We can go one step further and turn this likelihood ratio into a function
```
def likelihood_ratio(sequ):
    return(likelihood_tata(sequ) / likelihood_background(sequ))
```

We might want to scan a whole promoter to find a TATA-box. Here is the promoter region for the yeast _CDC19_ gene.
```
cdc19_prm = 'TATGATGCTAGGTACCTTTAGTGTCTTCCTAAAAAAAAAAAAAGGCTCGCCATCAAAACGATATTCGTTGGCTTTTTTTTCTGAATTATAAATACTCTTTGGTAACTTTTCATTTCCAAGAACCTCTTTTTTCCAGTTATATCATG'
```
We need to extract 8-nucleotide chunks out of the promoter. Square brackets can extract a _range_ of values from a string or a list. To do this, we do `[start:end]` where the start is _included_ and the end is _excluded_.

```
alphabet = 'abcdefghijklmnopqrstuvwxyz'
alphabet[2:6]
```

This code goes from index 2 (the 3rd entry, `c`) to index 5 (`f`) and does not include index 6 (`g`).

We can use this to run
```
likelihood_ratio(cdc19_prm[0:8])
likelihood_ratio(cdc19_prm[1:9])
```

Now we can loop over each starting position in `cdc19_prm` and compute its likelihood.

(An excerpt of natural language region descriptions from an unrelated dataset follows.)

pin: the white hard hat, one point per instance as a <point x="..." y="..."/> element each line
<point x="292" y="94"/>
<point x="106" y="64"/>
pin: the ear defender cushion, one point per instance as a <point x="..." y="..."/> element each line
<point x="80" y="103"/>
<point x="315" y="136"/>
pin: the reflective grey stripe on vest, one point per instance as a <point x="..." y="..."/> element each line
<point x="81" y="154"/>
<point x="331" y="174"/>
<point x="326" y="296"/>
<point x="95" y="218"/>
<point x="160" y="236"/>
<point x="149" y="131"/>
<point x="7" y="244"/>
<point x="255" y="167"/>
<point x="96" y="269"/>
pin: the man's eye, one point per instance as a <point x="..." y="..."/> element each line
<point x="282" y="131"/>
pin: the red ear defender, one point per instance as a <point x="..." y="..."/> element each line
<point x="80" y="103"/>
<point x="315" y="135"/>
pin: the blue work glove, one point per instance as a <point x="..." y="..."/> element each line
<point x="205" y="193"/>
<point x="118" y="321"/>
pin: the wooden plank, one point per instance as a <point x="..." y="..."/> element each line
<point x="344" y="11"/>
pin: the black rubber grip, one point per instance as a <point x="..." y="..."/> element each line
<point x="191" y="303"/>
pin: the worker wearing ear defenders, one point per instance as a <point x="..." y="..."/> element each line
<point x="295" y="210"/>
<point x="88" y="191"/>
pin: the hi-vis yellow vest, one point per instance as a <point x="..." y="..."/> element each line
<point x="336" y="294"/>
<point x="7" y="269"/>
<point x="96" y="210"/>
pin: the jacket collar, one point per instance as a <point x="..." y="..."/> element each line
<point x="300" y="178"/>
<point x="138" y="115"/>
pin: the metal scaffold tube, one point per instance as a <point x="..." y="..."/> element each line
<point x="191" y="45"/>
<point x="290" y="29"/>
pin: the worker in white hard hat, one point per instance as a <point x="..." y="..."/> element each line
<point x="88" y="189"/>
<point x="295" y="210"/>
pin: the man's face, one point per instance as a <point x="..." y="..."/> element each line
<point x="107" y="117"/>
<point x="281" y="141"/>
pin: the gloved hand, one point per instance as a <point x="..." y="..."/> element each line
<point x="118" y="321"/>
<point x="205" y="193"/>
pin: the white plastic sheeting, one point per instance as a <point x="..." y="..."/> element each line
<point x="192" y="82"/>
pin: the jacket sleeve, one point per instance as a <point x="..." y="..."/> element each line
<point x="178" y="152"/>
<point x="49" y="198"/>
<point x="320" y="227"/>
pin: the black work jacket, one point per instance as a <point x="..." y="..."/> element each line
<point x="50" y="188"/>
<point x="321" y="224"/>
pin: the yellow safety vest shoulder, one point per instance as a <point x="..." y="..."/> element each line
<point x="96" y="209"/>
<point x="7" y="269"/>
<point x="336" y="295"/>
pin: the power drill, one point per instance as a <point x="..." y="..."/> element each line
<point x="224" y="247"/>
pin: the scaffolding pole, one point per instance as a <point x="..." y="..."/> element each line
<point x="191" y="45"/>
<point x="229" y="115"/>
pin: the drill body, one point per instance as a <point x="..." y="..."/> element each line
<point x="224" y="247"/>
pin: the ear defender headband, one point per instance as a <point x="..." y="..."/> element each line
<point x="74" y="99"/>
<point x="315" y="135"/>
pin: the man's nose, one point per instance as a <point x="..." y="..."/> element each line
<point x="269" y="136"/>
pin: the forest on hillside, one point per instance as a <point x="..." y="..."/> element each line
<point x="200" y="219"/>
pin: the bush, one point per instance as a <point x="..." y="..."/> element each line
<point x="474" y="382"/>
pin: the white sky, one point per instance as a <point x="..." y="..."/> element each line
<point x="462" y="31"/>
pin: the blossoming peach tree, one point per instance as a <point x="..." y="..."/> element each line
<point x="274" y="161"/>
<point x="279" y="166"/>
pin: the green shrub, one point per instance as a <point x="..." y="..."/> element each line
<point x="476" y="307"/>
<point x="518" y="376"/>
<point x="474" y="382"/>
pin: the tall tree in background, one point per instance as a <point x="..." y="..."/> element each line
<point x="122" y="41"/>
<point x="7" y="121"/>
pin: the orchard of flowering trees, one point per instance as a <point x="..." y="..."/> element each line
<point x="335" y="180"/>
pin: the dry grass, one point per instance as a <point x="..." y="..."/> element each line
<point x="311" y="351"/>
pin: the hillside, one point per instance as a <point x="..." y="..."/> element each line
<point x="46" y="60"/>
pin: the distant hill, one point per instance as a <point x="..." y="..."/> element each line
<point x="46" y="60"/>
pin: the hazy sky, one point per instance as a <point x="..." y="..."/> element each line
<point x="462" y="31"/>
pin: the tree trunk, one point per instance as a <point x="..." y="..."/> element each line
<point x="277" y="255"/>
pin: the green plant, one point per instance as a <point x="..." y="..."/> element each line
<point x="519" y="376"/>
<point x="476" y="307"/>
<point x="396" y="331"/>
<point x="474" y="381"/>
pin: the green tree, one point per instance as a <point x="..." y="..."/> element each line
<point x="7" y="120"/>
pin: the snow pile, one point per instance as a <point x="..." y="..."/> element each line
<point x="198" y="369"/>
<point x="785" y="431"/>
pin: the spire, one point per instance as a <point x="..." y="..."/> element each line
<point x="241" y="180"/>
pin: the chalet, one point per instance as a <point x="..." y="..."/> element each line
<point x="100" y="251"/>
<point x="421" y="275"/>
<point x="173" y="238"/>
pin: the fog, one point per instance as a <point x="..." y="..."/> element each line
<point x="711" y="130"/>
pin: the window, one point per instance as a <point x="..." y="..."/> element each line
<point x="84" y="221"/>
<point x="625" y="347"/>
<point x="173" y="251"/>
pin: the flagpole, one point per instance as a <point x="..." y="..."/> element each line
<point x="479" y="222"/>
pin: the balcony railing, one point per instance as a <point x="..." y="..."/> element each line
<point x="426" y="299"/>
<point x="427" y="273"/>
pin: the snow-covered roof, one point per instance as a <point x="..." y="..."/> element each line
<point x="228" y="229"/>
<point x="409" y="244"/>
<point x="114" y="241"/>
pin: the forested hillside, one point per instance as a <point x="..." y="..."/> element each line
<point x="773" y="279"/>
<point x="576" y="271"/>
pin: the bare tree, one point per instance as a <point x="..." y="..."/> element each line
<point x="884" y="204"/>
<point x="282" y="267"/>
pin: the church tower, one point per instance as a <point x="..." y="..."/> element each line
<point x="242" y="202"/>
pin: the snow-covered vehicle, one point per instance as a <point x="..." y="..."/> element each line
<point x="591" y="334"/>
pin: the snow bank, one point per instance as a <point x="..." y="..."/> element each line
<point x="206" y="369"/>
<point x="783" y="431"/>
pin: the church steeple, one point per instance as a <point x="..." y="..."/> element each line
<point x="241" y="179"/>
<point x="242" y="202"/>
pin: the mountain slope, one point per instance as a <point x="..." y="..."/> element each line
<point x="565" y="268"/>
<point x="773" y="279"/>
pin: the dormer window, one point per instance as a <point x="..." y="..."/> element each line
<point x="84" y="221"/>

We start at position 0 and we run until the _end_ of our 8-position window is at the end of the promoter. This happens when `start+8 = len(cdc19_prm)` or equivalently `start = len(cdc19_prm) - 8`.

The `range(start, end)` function creates a series of numbers.

To start, we can write the loop
```
for start in range(0, len(cdc19_prm) - 8):
    print(str(start) + ' ' + cdc19_prm[start:start+8])
```
and if all of that looks good we can add in a `likelihood_ratio()`.

Then we can build a _list_ of these likelihoods and covert it into a Pandas `Series`.